アッカーマン博士:日本は、原発なしの電力システムを開発すべきです。日本は実際に、原発なしで電力の安定供給を成し遂げた。なぜ、これだけの苦痛を与えた原発に回帰しようとするのか分からない。しばしば、こんな質問を受けて驚く。「日本は、原発に多くの投資をしてきたのに、なぜ原発を止めなければならないのか」。だが、福島事故のコストがどんなに高くついたのか、考えるべきです。事故は往々にして起きるものです。
原発を考えずに、自然エネによって新しい電力システムを構築するという可能性があるのに、なぜ挑戦しようとしないのですか。福島事故前には、だれも原発なしでやれるという可能性を考えなかった。だが、この3年間で、でうまくやれることを証明した。欧州の多くの人も、すごいことをやったと言っています。私には、いまが自然エネと新たな電力システムを統合するのに大きなチャンスだと思えます。

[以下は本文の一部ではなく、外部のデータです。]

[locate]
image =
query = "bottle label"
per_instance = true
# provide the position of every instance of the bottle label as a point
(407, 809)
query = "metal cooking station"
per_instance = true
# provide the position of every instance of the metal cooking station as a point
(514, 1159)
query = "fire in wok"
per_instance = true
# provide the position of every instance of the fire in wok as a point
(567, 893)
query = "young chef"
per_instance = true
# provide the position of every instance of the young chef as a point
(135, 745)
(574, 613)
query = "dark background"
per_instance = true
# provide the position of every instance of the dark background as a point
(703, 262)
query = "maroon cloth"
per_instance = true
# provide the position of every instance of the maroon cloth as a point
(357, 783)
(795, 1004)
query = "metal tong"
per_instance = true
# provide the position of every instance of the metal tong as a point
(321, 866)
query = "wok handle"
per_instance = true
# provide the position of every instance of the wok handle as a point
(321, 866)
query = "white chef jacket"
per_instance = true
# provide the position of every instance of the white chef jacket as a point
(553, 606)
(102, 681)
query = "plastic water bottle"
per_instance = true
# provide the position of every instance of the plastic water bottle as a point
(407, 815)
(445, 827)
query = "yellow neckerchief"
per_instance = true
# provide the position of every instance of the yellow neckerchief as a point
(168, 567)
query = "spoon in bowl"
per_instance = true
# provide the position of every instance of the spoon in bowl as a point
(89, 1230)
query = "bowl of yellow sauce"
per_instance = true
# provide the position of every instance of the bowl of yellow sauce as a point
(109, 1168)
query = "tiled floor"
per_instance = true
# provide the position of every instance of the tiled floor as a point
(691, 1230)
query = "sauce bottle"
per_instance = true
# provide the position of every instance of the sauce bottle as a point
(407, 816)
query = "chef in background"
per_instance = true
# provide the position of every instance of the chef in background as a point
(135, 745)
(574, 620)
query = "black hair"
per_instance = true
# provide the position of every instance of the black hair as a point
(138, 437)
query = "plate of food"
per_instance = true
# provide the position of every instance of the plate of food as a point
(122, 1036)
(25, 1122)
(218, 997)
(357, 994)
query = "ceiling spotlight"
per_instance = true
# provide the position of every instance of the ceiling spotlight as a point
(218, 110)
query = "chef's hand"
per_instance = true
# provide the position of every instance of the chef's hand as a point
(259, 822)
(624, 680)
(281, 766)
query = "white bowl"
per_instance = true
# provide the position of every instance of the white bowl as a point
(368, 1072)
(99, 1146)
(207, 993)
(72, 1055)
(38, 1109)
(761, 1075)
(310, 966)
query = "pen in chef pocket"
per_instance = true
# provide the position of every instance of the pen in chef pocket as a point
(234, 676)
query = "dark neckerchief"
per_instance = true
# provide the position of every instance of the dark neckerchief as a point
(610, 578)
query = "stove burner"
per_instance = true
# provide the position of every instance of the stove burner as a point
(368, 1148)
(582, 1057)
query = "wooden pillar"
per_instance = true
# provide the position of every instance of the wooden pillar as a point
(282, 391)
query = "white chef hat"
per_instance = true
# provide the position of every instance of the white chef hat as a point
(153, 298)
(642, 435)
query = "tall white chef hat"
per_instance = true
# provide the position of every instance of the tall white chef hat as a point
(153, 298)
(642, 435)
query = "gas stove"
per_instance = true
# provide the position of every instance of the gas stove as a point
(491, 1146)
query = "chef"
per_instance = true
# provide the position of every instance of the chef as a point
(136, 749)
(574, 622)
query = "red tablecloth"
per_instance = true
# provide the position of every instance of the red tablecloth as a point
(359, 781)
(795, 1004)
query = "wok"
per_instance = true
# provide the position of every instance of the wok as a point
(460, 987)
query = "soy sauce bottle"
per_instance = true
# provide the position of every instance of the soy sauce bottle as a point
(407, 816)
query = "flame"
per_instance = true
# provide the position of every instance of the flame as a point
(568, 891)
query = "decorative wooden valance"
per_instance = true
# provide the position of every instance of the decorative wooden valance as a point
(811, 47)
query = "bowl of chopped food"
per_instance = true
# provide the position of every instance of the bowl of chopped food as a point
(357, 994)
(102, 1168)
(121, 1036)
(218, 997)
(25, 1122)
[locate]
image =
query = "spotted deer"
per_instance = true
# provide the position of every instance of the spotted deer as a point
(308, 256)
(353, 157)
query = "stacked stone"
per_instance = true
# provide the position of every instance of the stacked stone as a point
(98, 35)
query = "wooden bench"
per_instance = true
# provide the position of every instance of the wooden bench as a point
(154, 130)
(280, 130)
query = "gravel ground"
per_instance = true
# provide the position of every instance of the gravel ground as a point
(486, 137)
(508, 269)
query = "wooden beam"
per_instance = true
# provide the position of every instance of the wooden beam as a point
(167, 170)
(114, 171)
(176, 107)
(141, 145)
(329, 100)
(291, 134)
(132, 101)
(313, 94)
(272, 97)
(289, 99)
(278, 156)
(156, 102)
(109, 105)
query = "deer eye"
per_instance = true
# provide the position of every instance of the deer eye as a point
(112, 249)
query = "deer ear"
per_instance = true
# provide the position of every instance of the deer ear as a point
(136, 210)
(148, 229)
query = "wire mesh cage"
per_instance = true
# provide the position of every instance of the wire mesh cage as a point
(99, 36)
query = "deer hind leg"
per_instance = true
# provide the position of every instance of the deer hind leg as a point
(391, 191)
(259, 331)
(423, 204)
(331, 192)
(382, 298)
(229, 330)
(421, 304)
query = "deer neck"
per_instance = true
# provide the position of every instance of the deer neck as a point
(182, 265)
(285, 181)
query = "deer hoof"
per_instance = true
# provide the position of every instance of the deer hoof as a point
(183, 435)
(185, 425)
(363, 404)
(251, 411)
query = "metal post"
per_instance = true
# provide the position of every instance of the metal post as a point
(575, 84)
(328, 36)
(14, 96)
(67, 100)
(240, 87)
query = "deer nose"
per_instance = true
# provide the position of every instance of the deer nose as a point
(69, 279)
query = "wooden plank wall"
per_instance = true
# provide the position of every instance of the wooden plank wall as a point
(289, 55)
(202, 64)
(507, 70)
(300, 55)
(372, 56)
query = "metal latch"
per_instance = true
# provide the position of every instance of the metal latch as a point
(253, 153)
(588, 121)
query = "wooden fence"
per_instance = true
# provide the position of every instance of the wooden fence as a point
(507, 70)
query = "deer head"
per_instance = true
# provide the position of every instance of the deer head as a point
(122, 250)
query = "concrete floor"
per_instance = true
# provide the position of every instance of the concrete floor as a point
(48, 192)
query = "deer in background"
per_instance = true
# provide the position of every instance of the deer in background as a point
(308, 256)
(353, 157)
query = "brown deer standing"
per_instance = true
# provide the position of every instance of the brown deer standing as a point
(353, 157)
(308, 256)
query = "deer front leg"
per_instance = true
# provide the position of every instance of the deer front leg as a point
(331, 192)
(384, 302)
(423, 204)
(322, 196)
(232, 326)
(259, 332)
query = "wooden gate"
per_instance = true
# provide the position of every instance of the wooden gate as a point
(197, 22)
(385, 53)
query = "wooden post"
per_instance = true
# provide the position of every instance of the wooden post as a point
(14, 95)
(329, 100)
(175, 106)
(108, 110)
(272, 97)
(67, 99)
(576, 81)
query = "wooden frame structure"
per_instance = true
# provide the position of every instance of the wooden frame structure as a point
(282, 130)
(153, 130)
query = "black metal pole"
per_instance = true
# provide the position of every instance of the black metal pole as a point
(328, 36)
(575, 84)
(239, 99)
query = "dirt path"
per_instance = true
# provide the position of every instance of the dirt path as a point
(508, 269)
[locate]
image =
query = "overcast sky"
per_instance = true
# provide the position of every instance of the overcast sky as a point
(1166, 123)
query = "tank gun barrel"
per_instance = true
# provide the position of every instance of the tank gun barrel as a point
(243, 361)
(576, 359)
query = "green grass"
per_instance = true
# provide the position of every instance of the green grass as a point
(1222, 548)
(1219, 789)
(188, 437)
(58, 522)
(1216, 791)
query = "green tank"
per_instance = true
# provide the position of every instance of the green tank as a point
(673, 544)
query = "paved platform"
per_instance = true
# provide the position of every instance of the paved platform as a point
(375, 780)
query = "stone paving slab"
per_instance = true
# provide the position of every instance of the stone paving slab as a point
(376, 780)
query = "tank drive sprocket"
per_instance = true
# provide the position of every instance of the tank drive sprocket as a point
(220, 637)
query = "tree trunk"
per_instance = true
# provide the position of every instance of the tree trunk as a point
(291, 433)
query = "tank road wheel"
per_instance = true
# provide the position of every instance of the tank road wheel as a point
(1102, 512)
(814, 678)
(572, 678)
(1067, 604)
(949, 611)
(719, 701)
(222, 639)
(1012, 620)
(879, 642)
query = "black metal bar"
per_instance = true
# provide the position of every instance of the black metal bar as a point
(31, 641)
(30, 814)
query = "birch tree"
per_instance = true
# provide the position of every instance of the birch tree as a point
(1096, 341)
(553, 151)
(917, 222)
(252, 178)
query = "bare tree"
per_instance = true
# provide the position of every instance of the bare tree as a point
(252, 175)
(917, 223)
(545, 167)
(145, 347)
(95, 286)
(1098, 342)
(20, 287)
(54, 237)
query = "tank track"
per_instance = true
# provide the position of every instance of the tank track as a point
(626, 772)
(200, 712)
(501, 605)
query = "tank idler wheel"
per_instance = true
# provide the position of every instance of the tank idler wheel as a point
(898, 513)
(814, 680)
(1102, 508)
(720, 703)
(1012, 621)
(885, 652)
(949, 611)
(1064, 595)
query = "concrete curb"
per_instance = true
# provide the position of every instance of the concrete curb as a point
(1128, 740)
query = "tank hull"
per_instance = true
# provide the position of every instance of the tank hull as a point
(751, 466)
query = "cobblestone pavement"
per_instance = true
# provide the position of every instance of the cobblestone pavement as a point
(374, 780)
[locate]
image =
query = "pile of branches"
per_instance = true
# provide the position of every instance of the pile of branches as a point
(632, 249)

自然エネのこれ以上の接続を望まない人たちは、原発が再稼働した時に、もはやベースロード電源として運転できないことを恐れているのでしょう。これは技術的な問題ではなく、経済的な問題です。
安全な原発の新設ができるという考えが間違いであることは、福島やチェルノブイリ、スリーマイル島の事故で証明されています。同じ技術者が、自然エネによる電力システムの構築は不可能だと考えている。なぜ、一方で安全な原発をつくることが可能だと考えながら、自然エネによる電力システムを構築できないと考えるのか。どちらも技術的な挑戦なのに、私には理解できません。
技術者は「大事故によるリスクを低減するために、自然エネによる電力システムの構築に挑戦する」と言うべきです。たとえ風力発電のタービンが台風で回りすぎても、福島の事故に比べれば、ダメージははるかに小さいのです。
――日本の電力会社は、自然エネの接続申請が最大需要の100%を超えているということを理由に接続を中断していますが、ドイツでは実際の接続が90%を超えているところも多いですね。
アッカーマン博士:ドイツでは、太陽光発電の上限を52ギガワットに設定しています。でも、それはFITの上限であって、「52ギガワット以上の電気は固定価格で買い取りませんよ」という意味です。接続は52ギガワット以上でも可能です。
――技術的な限界ではないということですね。
アッカーマン博士:ええ、経済的な問題です。現状では36ギガワットになっています。52ギガワットを超えても接続は可能ですが、導入は減るでしょう。しかし電気を系統から買うより安いのであれば、5~6キロワットの太陽光パネルを自宅の屋根に置き、自己消費する人たちは、これからもいるでしょう。
――日本と欧州の電力系統の違いがよく言われますが、欧州ではなぜ、あんなに多くの自然エネを導入できるのですか。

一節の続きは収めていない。